Huang Bin, Huang Manping, Li Qin
Department of Intervention, Hunan Provincial Cancer Hospital, Changsha 410009, PR China.
Department of Gynecology, Affiliated Hospital of Hunan Institute of Traditional Chinese Medicine, Changsha 410009, PR China.
Pathol Res Pract. 2018 Dec;214(12):1980-1986. doi: 10.1016/j.prp.2018.08.005. Epub 2018 Aug 8.
Hepatocellular carcinoma (HCC) is one of the most common and aggressive human malignancies and many cell-intrinsic identities and extrinsic epigenetic factors influence the metastatic potential of HCC cells. MicroRNA-137 is often found to be acting as tumor suppressors, however, how miR-137 involved in the metastasis progression in human HCC remains unclear.

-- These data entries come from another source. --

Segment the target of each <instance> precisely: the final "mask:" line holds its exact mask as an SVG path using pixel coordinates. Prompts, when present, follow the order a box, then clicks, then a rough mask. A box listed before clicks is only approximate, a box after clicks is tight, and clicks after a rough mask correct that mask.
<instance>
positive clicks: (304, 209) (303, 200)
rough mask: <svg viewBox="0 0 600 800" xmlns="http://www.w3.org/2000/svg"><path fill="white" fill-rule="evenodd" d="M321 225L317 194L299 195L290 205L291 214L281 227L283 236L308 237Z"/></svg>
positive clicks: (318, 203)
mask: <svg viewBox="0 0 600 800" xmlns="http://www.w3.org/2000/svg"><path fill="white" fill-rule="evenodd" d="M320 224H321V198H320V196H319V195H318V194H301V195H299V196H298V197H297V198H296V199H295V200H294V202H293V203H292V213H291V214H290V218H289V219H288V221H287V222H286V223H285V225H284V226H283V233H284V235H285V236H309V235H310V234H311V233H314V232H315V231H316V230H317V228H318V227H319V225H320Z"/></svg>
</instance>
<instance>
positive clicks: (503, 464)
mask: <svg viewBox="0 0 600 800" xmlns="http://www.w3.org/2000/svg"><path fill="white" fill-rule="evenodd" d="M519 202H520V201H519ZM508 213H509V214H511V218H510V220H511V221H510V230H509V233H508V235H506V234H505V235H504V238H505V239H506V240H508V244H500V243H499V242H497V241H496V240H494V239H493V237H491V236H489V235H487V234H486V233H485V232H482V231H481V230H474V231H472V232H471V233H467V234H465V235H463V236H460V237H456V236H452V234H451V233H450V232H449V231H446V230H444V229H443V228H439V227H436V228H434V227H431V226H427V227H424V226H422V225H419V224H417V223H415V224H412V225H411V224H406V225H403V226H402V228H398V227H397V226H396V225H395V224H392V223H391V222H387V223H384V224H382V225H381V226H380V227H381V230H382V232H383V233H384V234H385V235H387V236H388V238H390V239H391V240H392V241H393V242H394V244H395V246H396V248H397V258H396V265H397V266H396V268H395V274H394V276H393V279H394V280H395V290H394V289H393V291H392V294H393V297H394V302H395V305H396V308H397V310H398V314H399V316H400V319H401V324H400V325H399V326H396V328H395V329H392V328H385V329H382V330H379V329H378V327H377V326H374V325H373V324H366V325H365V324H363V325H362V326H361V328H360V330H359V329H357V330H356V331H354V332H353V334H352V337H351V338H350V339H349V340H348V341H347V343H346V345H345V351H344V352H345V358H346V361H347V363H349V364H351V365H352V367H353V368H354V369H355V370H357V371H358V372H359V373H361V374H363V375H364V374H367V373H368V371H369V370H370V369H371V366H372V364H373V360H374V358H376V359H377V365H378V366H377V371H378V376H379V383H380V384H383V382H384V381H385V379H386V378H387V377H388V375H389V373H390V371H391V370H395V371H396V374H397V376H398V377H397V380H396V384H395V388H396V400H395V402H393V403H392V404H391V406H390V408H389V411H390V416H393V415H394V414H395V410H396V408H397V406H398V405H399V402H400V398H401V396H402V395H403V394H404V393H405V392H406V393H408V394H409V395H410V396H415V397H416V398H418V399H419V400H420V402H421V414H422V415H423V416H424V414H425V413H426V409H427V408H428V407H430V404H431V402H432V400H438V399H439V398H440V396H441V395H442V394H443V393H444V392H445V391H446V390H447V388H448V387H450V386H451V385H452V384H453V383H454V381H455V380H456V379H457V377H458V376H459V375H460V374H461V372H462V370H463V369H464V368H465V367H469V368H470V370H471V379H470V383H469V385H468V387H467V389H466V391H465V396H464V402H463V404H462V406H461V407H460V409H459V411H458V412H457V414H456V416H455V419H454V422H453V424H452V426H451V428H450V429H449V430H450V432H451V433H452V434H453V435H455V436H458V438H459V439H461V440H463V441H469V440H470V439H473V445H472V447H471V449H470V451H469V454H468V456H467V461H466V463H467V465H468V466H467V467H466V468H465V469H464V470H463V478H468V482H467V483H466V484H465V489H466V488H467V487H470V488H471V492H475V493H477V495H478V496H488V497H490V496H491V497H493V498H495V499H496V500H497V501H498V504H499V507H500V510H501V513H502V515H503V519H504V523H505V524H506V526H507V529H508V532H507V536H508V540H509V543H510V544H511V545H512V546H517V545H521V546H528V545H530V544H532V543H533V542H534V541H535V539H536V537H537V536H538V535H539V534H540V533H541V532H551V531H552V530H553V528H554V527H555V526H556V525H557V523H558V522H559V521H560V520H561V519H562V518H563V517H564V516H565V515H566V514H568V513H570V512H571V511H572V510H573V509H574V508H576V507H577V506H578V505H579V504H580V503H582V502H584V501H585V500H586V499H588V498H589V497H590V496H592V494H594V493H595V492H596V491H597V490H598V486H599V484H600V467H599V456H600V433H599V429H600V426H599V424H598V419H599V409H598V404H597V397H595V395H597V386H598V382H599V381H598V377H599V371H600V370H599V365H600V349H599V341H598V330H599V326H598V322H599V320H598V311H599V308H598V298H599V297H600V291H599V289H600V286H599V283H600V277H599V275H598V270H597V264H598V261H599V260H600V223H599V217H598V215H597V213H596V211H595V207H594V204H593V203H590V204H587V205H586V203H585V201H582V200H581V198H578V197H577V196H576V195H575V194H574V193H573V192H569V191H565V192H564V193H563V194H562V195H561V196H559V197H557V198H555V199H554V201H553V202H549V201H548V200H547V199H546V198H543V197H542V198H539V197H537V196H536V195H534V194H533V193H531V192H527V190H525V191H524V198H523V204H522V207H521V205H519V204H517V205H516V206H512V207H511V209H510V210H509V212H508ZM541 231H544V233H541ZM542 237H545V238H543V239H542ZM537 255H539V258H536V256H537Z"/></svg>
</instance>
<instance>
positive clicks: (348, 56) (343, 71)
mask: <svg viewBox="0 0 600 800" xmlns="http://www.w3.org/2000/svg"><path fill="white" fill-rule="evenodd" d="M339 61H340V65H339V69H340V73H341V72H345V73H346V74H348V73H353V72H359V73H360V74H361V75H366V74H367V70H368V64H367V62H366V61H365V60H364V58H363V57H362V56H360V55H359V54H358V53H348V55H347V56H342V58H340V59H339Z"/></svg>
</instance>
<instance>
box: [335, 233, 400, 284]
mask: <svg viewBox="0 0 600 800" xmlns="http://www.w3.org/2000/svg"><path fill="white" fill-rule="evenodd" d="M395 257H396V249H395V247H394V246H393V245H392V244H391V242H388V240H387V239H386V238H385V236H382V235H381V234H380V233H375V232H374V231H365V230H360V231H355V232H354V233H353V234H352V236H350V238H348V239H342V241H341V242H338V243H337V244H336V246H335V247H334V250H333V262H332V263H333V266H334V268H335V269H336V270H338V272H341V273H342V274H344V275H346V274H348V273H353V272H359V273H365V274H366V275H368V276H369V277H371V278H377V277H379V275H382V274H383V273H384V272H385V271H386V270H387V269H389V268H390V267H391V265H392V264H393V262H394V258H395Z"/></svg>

QPCR was performed to detect the miR-137 mRNA levels in HCC cell linesand normal liver cell line HL7702.Then transwell assay and wound-healing assay were determined to investigate the motility of HCC cells introduced into lentivirus to ectopically upregulate endogenous miR-137 and EAH2 expressions. Targeting of enhancer of zeste homolog 2 (EZH2) gene by miR-137 in HCC was assessed by dual-luciferase activity assay and qPCR. Western blot was applied to explore the mechanism. In vivo, lung metastasis were evaluated using a mice tail vein injection model.
In this study, we found that miR-137 is decreased in HCC cell lines and had an inhibitory effect on HCC migration and invasion in vitro. EZH2 was a direct downstream target gene of miR-137 in HCC and miR-137 suppressed invasion and migration by targeting EZH2-STAT3 signaling in HCC cells. Furthermore, EZH2 overexpression reversed the miR-137 mimics-induced inhibitory effects on migration and invasion of HCC cells. In addition, miR-137 inhibited lung metastasis of HCC in vivo by targeting EZH2-STAT3 signaling.
MiR-137 suppressed migration and invasion by targeting EZH2-STAT3 signaling pathway in HCC cells in vitro and in vivo, suggesting miR-137-EZH2-STAT3 may be a potential therapeutic target for treatment of human hepatocellular carcinoma.
肝细胞癌(HCC)是最常见且侵袭性最强的人类恶性肿瘤之一,许多细胞内在特性和外在表观遗传因素会影响HCC细胞的转移潜能。MicroRNA-137通常被发现具有肿瘤抑制作用,然而,miR-137如何参与人类HCC的转移进展仍不清楚。
采用QPCR检测HCC细胞系和正常肝细胞系HL7702中miR-137的mRNA水平。然后通过Transwell实验和伤口愈合实验来研究导入慢病毒以异位上调内源性miR-137和EAH2表达后HCC细胞的运动能力。通过双荧光素酶活性测定和qPCR评估miR-137在HCC中对zeste同源物2(EZH2)基因的靶向作用。应用蛋白质免疫印迹法探究其机制。在体内,使用小鼠尾静脉注射模型评估肺转移情况。
在本研究中,我们发现miR-137在HCC细胞系中表达降低,并且对体外HCC的迁移和侵袭具有抑制作用。EZH2是HCC中miR-137的直接下游靶基因,miR-137通过靶向HCC细胞中的EZH2-STAT3信号通路抑制侵袭和迁移。此外,EZH2过表达逆转了miR-137模拟物对HCC细胞迁移和侵袭的抑制作用。另外,miR-137在体内通过靶向EZH2-STAT3信号通路抑制HCC的肺转移。
miR-137在体外和体内均通过靶向HCC细胞中的EZH2-STAT3信号通路抑制迁移和侵袭,提示miR-137-EZH2-STAT3可能是治疗人类肝细胞癌的潜在治疗靶点。